The person adds that it remains unclear what will happen after the 17 August court hearing.

“That depends on how many creditors they can convince to agree on their rehabilitation plan. If there is a majority to agree on that rehabilitation plan, the plan will actually go forward, but if it’s not agreed by a majority, then we don’t know what will happen.”


While many lessors are keeping their negotiations with Thai Airways mostly private, Amedeo – via its listed sidecar Amedeo Air Four Plus (AA4) – revealed some information about its negotiations with Thai in a 16 July stock-exchange disclosure.

Amedeo leases four Airbus A350-900s to Thai and says it has not received any rental payments since 22 May 2019.

“The situation with Thai remains in the early stages with the first hearing on the rehabilitation petition scheduled for mid-August,” AA4 says, referring to the 17 August court hearing that will decide whether the airline can enter business rehabilitation.

It says that Amedeo Limited, its asset manager, is in discussions with secured lenders of the four aircraft on lease to Thai and “awaits further news of the [rehabilitation] planners’ intentions, which might not become clear until much nearer to the August hearing”.

AA4 adds: “A significant rationalisation and simplification of Thai[’s] future fleet is to be expected as a part of the rehabilitation plan of the airline, although the direction and details of these plans are not yet known.”

In May, the lessor had been negotiating with Thai regarding a partial deferral for six months starting April, with deferred payments to be made good with interest over the following three years.

However, while Thai’s senior management did confirm an in-principle agreement for this deferral, the “appropriate signatures on the documents were not received”, though AA4 did get consent from the relevant lenders.

Amedeo is now in discussion with banks again regarding deferrals.

It says in its latest update: “[The lending banks] understand that no payments will be received from Thai before the end of September and have requested that [they] draw on the security deposits held by [AA4] to cover interest-only payments under the debt during that period. Further developments are expected once the [rehabilitation] planner is appointed in mid-August.”

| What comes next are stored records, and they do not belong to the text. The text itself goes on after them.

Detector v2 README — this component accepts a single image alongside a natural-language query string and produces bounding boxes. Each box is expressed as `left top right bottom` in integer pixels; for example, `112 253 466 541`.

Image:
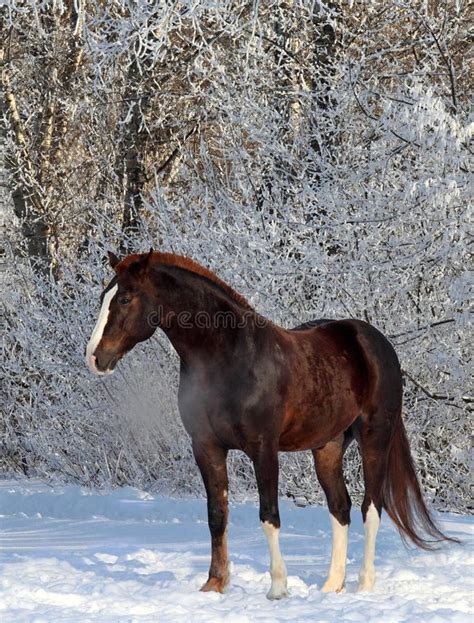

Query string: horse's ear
142 247 153 269
129 249 153 277
107 251 120 269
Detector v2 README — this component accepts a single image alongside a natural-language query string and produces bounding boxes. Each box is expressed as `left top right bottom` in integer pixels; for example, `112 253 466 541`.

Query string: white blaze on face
86 285 118 375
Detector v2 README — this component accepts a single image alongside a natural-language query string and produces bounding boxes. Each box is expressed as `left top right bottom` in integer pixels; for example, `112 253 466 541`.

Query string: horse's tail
383 415 459 550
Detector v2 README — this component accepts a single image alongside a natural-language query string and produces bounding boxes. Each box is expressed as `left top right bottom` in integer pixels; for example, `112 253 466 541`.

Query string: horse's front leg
193 442 229 593
252 448 288 599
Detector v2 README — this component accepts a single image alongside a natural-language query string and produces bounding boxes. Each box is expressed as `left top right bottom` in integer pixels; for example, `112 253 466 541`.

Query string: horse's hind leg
251 444 288 599
313 431 352 593
354 411 392 591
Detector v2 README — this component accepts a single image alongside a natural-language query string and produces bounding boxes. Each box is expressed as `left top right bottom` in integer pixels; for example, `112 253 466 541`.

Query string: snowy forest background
0 0 472 511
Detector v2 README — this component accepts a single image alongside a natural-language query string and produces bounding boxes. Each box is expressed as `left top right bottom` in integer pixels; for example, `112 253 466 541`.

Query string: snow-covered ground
0 480 474 623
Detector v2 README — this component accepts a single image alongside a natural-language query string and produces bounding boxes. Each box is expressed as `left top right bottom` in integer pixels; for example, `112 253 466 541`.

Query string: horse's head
86 251 156 375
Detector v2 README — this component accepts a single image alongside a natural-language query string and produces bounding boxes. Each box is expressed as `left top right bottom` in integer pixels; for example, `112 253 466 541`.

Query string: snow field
0 480 474 623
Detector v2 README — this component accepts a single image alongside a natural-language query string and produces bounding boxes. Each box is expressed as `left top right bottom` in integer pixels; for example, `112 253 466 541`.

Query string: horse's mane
115 251 253 310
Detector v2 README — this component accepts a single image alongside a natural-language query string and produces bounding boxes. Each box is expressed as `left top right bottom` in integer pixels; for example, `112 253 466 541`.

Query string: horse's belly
279 404 360 452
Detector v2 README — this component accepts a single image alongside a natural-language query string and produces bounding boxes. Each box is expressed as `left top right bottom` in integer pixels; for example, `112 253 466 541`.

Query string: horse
86 250 456 599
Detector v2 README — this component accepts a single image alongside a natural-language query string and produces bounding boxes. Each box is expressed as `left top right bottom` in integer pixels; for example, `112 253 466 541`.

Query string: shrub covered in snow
0 1 471 510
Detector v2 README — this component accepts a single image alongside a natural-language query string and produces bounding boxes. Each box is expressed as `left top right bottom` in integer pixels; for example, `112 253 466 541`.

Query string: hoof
201 576 229 593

Given the complexities of Thai business rehabilitation proceedings, even experienced aviation finance professionals may be confused as to why lessors are negotiating so much over deferral lengths.

A senior Hong Kong-based banker Cirium spoke to could not see how the deferral lengths matter since Thai Airways will not make payments to creditors while the court-ordered stay is in place.

However, the source close to the deferral negotiations tells Cirium that if the carrier misses two consecutive payments, then under the conditions of the moratorium, lessors are entitled to repossess their aircraft.

“Say the court rehab is on 17 August and the monthly repayment for a lease is 20 August and they also miss the 20 September payment, that lessor can then remove their aircraft. For finance leases, [payments] tend to be quarterly, so it’s less of an issue,” he says.

He suggests that instead of agreeing deferrals, Thai Airways could just make every other rental payment. This approach would not be “catastrophic” for the lenders, since “from a lessors’ perspective getting 50% of your rentals is better than getting 0% of the rentals”.

Before the court’s orders, Amedeo’s negotiations with the airline appear to have been tracking in the same direction. The lessor says it was discussing a “pre-petition agreement with the airline for deferral of 50% of its rents”, but admits that is now “unlikely to come into effect”.

While lessors’ views on appropriate deferral lengths differ, the source close to the deferral negotiations thinks everyone will agree to at least the September deferral.

“There will be some gnashing of teeth and histrionics,” he says, “but given it’s another six weeks and none of those aircraft are going to find new homes, I think lessors will agree to it.”

This article has been updated in the second and 14-16th paragraphs with additional information and to clarify sourcing.